The size of a dog can affect when it is considered a senior pet. Tinier dogs mature at a slower rate and become seniors a little later than larger breeds. The Clinton Humane Society often has healthy, active, and loving senior dogs in need of a forever home.
While many opt for puppies, kittens, or younger companions, senior pets have so many wonderful qualities that make them amazing friends.
- Senior pets at shelters need homes just as badly as younger animals. Many were once owned and loved by someone. For whatever reason, they were given up and abandoned in a shelter and are in need of a home. Just like kittens, puppies, and younger adoptable animals, they make loyal and loving companions.
- Older dogs are not necessarily “problem dogs” as many tend to think. Senior dogs lose their homes for a variety of reasons, usually having nothing to do with their behavior or temperament, but more due to the fact that their owners are unable to keep them for reasons including: the novelty of owning a dog wearing off, allergies, death of a guardian, a new baby, loss of a job, a move, change in work schedule, and various other lifestyle changes. These dogs need homes just as badly as young adoptees do and make wonderful household pets.
- Older pets usually come trained and dogs usually understand basic commands. Adopting an already-trained dog will save you a lot of time and energy that you’d normally have to dedicate towards training a young dog.

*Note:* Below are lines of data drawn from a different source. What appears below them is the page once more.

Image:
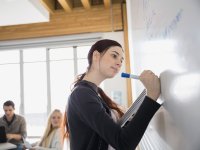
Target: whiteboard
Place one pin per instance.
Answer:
(164, 36)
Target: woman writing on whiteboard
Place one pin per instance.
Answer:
(92, 115)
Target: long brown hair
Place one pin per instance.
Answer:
(101, 46)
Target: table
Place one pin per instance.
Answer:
(4, 146)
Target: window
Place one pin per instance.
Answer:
(38, 80)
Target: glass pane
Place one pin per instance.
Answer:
(35, 97)
(61, 53)
(10, 85)
(82, 51)
(34, 54)
(9, 56)
(82, 65)
(62, 76)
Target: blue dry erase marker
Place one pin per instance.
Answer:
(127, 75)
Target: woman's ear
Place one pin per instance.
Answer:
(96, 55)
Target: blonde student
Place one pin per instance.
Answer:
(90, 123)
(53, 136)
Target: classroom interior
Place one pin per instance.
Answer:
(44, 46)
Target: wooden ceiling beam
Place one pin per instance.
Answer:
(66, 4)
(107, 3)
(86, 4)
(49, 5)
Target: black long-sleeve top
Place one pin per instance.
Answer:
(91, 126)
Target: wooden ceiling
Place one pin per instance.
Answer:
(70, 5)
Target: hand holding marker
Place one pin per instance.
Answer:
(126, 75)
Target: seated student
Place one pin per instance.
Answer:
(53, 136)
(15, 125)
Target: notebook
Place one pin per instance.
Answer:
(132, 109)
(3, 138)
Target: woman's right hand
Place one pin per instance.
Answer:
(151, 83)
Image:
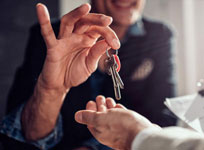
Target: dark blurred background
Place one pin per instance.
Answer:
(16, 18)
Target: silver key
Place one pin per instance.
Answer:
(111, 66)
(118, 78)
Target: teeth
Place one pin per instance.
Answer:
(122, 4)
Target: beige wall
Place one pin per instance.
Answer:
(186, 16)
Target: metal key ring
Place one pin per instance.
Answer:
(107, 53)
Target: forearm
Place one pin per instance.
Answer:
(40, 114)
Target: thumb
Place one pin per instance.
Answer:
(86, 117)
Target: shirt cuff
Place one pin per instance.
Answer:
(11, 126)
(142, 135)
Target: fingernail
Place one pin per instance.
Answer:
(116, 43)
(79, 117)
(106, 18)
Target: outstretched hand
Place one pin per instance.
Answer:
(74, 54)
(112, 124)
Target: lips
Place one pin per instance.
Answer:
(124, 3)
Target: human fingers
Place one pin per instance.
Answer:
(91, 19)
(86, 117)
(110, 103)
(68, 20)
(94, 55)
(101, 103)
(120, 106)
(91, 105)
(45, 25)
(107, 33)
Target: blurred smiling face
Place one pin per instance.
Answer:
(124, 12)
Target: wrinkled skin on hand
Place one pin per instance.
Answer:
(112, 124)
(74, 54)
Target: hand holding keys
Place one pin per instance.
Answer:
(112, 65)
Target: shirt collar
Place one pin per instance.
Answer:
(136, 29)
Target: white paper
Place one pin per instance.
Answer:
(190, 109)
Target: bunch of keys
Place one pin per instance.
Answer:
(112, 66)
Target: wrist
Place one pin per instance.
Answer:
(50, 94)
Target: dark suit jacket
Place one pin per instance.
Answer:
(146, 71)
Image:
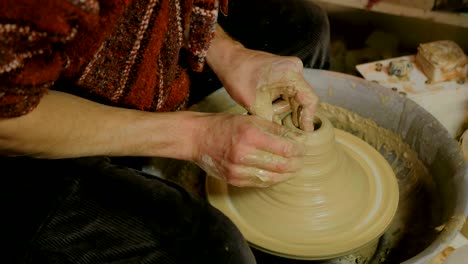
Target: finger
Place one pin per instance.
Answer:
(270, 162)
(281, 109)
(308, 101)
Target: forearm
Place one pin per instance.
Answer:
(64, 126)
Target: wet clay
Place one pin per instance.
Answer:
(341, 202)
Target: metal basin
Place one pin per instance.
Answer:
(433, 186)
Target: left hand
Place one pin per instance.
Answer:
(259, 79)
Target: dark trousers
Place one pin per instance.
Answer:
(92, 210)
(291, 28)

- Contrary to the saying, you can teach an old dog new tricks. Dogs can be trained at any age and older dogs are just as smart as younger ones. Older dogs have a greater attention span than a puppy, which make them easier to train.
- Older pets are calmer and less energetic than younger animals. An adult dog has graduated from the puppy stage and has an established demeanor and temperament, which will give you an instant idea of how it will fit into your household. Older dogs and cats have all their adult teeth and are out of the energetic young phase, which will result in less destruction to your home. Many of them do well with young children as they have a lower energy level and have possibly lived with them in their past homes.
- Older pets make instant companions. Unlike a puppy, which requires training, an older dog is ready to accompany you on a long walk and already knows how to play fetch. An adult dog will make a great workout partner, a loyal companion, and a late night snuggle buddy. Unlike a kitten, an older cat will enjoy laying in your lap and relaxing with you.